« There is no hope left for a man like me. But at least now, I have this. »
[Il n’y a plus d’espoir pour un homme comme moi. Mais au moins maintenant, j’ai ça.]
En temps de guerre mondiale, Philippe (Martin Dubreuil), un déserteur québécois, trouve refuge dans l’Ouest américain en participant à des concours d’imitation de Charlie Chaplin. La rencontre de personnages sous l’emprise d’une folie destructrice propre en ces temps chaotiques, fera du retour de Philippe à la maison un parcours initiatique halluciné, à la rencontre du rêve américain capitaliste à la fois sombre, fascinant et violent.
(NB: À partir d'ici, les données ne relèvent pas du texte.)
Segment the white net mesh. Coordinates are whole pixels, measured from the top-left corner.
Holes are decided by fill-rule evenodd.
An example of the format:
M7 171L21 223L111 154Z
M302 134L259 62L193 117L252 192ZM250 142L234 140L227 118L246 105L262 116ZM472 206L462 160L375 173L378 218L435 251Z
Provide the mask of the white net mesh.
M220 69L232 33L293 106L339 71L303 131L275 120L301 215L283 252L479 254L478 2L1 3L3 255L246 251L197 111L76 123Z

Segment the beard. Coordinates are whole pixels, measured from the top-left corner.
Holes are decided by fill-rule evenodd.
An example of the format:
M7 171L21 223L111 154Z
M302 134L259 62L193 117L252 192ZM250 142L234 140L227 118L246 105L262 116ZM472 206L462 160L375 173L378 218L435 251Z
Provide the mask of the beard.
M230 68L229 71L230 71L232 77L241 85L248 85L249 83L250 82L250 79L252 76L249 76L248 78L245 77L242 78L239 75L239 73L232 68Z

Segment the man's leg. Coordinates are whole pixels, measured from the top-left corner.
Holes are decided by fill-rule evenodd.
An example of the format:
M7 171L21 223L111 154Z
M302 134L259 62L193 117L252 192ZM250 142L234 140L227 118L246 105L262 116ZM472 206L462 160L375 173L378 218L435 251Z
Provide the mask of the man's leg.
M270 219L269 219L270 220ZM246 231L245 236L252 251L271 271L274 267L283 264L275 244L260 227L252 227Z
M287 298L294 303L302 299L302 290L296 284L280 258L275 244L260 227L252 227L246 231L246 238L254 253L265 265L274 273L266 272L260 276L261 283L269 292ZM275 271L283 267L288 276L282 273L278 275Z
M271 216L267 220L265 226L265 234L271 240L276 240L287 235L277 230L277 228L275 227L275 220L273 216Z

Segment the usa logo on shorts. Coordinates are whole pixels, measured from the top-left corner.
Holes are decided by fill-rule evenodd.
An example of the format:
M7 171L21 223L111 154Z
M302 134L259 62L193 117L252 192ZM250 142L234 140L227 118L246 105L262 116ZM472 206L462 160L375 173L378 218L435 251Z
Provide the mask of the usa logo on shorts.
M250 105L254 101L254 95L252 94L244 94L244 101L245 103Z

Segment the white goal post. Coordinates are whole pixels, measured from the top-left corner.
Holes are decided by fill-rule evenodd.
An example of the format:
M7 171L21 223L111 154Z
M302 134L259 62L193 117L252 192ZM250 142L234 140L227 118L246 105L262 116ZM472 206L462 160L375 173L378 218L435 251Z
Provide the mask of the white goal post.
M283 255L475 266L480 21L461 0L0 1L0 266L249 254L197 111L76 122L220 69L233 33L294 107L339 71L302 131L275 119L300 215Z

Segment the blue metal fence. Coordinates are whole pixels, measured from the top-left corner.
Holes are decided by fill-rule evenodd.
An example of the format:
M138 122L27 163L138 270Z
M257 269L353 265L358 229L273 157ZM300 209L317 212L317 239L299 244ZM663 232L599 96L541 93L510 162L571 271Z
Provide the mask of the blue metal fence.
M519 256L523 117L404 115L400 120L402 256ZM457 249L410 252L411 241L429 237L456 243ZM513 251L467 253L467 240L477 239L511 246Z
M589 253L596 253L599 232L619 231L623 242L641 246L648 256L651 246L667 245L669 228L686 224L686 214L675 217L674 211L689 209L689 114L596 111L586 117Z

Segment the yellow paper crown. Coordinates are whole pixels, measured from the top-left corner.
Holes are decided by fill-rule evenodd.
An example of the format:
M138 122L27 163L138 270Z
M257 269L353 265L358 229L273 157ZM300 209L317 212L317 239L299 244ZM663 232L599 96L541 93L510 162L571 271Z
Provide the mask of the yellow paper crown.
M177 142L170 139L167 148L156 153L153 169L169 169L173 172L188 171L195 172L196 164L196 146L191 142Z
Avec La grande noirceur, Maxime Giroux nous amène dans un univers qui n’est pas sans rappeler celui de David Lynch. C’est une preuve que le cinéma québécois est aussi capable d’explorer les coins sombres de l’âme…
Ce qui m’a frappé dès le début du film, c’est à quel point on semble se promener dans l’univers de David Lynch. L’insolite est au rendez-vous!
On en sait peu sur le personnage de Philippe. Il parle peu, sauf à sa mère à qui il téléphone à quelques reprises. Il sort de son spectacle d’imitation de Charlot et s’en va, comme ça, au milieu de nulle part. Il prend une douche dans un lieu étrange, glauque, et se fait voler. Et, lorsqu’il quitte finalement cet endroit, il se retrouve dans le milieu du désert. On ne sait pas vraiment où il est, ni pourquoi il s’y retrouve. Il rencontre d’étranges personnages avec qui il a des échanges plutôt inusités.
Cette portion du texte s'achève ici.